Many years ago we were working together, teaching nurses and we decided that a way of dealing with stress might be to get in the sea. We bought wet suits and bobbed around for a while, which suited him. He was a big, quite still man who loved boats (and being on the water) and also worked as a psychotherapist. I found the bobbing a little difficult, I wanted to swim. So I started swimming off and coming back like a child on an adventure.
Then I started trying to swim better so joined a group and did a few events, dressed in a wetsuit, a hood, two anoraks and a duvet. Then I did longer events in skins with other swimmers, and then we started chasing the cold to see what that was like. Before I knew it, the gateway drug that was bobbing around in neoprene became 0.3C in Iceland, a couple of ice kilometres and a dozen or more 10km events.
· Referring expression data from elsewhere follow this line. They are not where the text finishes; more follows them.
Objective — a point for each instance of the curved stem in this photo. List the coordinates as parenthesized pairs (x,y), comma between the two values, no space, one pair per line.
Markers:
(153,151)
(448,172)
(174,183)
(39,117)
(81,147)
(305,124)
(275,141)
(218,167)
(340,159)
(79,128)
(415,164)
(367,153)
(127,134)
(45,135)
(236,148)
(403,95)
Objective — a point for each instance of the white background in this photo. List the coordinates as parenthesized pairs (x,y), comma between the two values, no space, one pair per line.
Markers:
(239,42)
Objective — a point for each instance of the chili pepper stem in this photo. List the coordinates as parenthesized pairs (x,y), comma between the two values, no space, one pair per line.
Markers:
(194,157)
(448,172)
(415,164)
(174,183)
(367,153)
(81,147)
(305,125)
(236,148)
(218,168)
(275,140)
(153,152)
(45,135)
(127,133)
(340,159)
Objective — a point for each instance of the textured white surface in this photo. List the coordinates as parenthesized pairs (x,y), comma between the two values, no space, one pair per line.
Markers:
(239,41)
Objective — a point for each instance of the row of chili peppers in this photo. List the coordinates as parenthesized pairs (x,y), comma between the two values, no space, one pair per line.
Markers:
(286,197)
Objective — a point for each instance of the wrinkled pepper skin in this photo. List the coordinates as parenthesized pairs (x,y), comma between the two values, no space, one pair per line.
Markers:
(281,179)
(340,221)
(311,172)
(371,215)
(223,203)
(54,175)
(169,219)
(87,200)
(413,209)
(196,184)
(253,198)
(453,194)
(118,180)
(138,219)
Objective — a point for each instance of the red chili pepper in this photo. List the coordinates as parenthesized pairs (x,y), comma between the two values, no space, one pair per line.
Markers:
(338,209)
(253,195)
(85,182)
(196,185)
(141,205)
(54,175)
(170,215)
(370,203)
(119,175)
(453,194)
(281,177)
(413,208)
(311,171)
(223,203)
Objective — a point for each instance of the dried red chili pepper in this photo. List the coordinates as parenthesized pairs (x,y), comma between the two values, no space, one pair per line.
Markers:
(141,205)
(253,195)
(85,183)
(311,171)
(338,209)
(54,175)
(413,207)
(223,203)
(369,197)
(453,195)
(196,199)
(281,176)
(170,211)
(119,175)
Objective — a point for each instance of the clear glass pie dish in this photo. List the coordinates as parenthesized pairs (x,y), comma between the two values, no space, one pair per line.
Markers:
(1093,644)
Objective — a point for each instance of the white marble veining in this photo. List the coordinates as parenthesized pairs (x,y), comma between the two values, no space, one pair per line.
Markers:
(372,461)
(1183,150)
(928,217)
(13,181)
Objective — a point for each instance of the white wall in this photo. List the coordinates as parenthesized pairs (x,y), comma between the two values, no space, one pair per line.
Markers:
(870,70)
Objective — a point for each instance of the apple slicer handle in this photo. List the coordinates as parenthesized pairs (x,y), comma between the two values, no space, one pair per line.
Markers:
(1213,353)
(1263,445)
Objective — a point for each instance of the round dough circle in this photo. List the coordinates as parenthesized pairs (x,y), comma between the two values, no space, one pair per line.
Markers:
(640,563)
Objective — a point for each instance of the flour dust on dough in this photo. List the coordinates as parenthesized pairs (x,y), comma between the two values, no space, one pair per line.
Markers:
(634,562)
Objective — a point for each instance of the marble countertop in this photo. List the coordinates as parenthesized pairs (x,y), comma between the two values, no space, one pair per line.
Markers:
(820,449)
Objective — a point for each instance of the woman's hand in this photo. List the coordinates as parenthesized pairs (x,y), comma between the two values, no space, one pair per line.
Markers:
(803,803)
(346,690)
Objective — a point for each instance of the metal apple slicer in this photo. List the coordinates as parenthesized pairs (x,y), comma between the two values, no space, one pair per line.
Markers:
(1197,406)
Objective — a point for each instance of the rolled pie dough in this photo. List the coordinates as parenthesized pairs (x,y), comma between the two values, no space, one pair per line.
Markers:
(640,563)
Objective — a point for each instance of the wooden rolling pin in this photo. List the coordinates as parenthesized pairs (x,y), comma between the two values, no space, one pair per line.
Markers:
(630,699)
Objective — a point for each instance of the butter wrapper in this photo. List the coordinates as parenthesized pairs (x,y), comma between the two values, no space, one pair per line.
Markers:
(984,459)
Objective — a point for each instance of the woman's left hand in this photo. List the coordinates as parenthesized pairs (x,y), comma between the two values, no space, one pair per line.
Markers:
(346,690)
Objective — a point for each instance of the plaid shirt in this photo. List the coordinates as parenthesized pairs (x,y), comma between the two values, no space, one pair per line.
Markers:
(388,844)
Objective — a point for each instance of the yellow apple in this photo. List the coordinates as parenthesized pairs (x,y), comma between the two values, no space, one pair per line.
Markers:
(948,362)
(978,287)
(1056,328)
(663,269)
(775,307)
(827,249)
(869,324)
I’m part of a pod of like-minded swimmers. We are less driven by events or challenges now. Mainly we just swim, against the current first so we get a helping hand coming back. That community, gathering as it does around the sea and the physicality of swimming is wholly central to my life. I am told that comes out in the book, it’s not like I was trying to keep it a secret. I think the tone of the novel is established by my relationship with the sea swimming.
Mark’s new book Three Gifts (2023) is published by Epoque Press.